Dios cómplice

Don Víctor: Lo que más lamento de todo, don Hugo, es que el pobre Dupré no llegara a tiempo de ver publicado su ensayo sobre la complicidad y protección divina de ciertos amores adúlteros en la literatura medieval.

Don Hugo: ¡Qué bien se las ingeniaban aquellos abogados de la fin´amor para torcer las prescripciones de la Santa Madre Iglesia!

Don Víctor: ¿Cómo era aquello de unos amantes que concertaron su primera cita en el transcurso de veinte comuniones?

Don Hugo: El monaguillo, que se había prendado de la malmaridada Flamenca, le musitaba tan sólo dos sílabas cada vez que le presentaba el salterio para que lo besara, cuando ahora nos damos la paz. A cada misa el mensaje se iba completando con las respuestas alentadoras que intercalaba la muchacha.

Don Víctor: Así que al cabo de aquel interminable telegrama, pudieron finalmente envolverse el uno en el otro al abrigo de los baños.

Don Hugo: ¡Y no fue Dios para fulminarlos en uno de aquellos sacrílegos secreteos!

Don Víctor: Claro, don Hugo, es que es infinitamente misericordioso y ve más allá de las hipócritas convenciones sociales.

Don Hugo: Concedo que en aquel caso se contentó con abstenerse, pero ¿se acuerda usted, don Víctor, de aquello que nos hizo ensayar el bueno de Dupré a partir del “Tristán e Iseo” de Béroul?

Don Víctor: Claro, don Hugo, la ordalía en el páramo de la Blanche Lande. Pienso a menudo en ello y me encantaría que fuéramos de excursión por allí.

Don Hugo: No sólo ante su esposo, el rey Marc, y su corte, sino también ante el mismo Arturo y sus caballeros de la Tabla Redonda, Iseo ha de jurar que jamás fue infiel. Empuña un hierro al rojo vivo y lo transporta avanzando nueve pasos. Al soltarlo, la palma de su mano se halla tan sana como al principio.

Don Víctor: Pero, ¿cuál era la fórmula del juramento?

Don Hugo: Lo que nos hizo cantar Dupré en el Instituto Francés y es que la taimada Iseo previene a Tristán para que, disfrazado de leproso, se llegue hasta el vado que ella había de franquear. Para no ensuciar su vestido, conmina a ese gafo a que la pase a caballito a la otra orilla.

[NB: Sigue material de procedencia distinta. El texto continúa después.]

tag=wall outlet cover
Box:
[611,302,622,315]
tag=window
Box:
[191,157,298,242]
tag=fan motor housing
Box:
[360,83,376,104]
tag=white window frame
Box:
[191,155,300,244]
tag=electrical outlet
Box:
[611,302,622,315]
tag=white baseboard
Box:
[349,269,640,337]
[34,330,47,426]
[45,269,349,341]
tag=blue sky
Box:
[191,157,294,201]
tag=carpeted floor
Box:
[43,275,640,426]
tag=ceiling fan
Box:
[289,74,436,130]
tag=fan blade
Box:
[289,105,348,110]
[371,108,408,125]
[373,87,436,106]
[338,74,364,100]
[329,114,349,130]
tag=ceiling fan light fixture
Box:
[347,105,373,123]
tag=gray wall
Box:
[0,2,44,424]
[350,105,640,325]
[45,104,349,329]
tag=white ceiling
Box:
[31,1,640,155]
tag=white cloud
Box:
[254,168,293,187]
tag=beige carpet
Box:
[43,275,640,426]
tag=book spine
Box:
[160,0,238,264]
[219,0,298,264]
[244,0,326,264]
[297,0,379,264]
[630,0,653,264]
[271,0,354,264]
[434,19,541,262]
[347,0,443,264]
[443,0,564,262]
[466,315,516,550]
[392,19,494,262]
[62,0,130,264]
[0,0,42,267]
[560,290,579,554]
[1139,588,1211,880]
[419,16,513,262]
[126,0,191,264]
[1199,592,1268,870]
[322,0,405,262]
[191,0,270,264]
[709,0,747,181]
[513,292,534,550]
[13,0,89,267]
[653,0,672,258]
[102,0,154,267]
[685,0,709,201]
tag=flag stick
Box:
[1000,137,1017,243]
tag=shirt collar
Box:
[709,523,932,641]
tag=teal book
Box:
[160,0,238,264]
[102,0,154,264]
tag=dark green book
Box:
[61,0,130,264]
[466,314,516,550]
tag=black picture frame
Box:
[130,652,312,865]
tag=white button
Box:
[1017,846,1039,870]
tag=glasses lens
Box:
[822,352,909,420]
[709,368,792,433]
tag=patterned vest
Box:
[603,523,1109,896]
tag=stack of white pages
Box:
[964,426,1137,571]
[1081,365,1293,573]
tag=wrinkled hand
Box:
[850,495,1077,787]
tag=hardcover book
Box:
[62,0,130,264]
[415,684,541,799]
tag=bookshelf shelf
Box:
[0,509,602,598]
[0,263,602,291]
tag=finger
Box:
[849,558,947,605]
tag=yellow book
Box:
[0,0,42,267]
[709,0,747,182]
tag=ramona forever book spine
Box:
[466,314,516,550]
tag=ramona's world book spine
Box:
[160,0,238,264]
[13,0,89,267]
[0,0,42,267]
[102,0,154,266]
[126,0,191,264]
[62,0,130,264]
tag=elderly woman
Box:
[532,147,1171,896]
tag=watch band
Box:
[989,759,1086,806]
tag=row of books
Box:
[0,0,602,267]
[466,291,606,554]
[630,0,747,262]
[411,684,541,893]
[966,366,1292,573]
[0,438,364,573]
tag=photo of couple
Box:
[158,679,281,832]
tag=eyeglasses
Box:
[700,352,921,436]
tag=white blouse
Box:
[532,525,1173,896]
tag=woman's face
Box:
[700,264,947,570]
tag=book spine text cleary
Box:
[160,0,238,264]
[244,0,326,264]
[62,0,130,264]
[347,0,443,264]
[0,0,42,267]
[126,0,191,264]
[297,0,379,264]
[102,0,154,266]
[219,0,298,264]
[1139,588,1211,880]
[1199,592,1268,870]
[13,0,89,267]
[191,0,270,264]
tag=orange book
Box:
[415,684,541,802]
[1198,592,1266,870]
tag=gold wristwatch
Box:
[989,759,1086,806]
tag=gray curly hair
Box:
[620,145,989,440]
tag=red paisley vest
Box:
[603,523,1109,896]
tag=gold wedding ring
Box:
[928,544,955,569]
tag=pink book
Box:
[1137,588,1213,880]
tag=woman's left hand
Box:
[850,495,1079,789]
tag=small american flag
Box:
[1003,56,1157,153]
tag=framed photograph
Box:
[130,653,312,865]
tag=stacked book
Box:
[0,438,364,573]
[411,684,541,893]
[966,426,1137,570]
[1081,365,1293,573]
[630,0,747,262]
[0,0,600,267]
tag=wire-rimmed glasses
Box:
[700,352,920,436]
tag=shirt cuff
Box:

Don Víctor: ¡Ah, claro, así pudo decir que nunca hombre alguno había estado entre sus piernas, salvo su esposo y, claro está, ese pobre malato!

Don Hugo: ¡No sabía nada la tía!… ¡Lo que no aprenderían los jesuitas, que eran tan leídos, de estas medias verdades de Béroul! Deberían beatificarlo como precursor de la reserva mental.

Don Hugo: Es cierto que ahí Dios fue cómplice activo, puesto que obró el milagro que exculpaba a la adúltera.

Don Hugo (cantando:) Qu´entre mes cuises n´entra home,

Don Víctor y don Hugo (cantando:) Fors le ladre qui fist sorsome

                                                                Et li rois Marc mes esposez.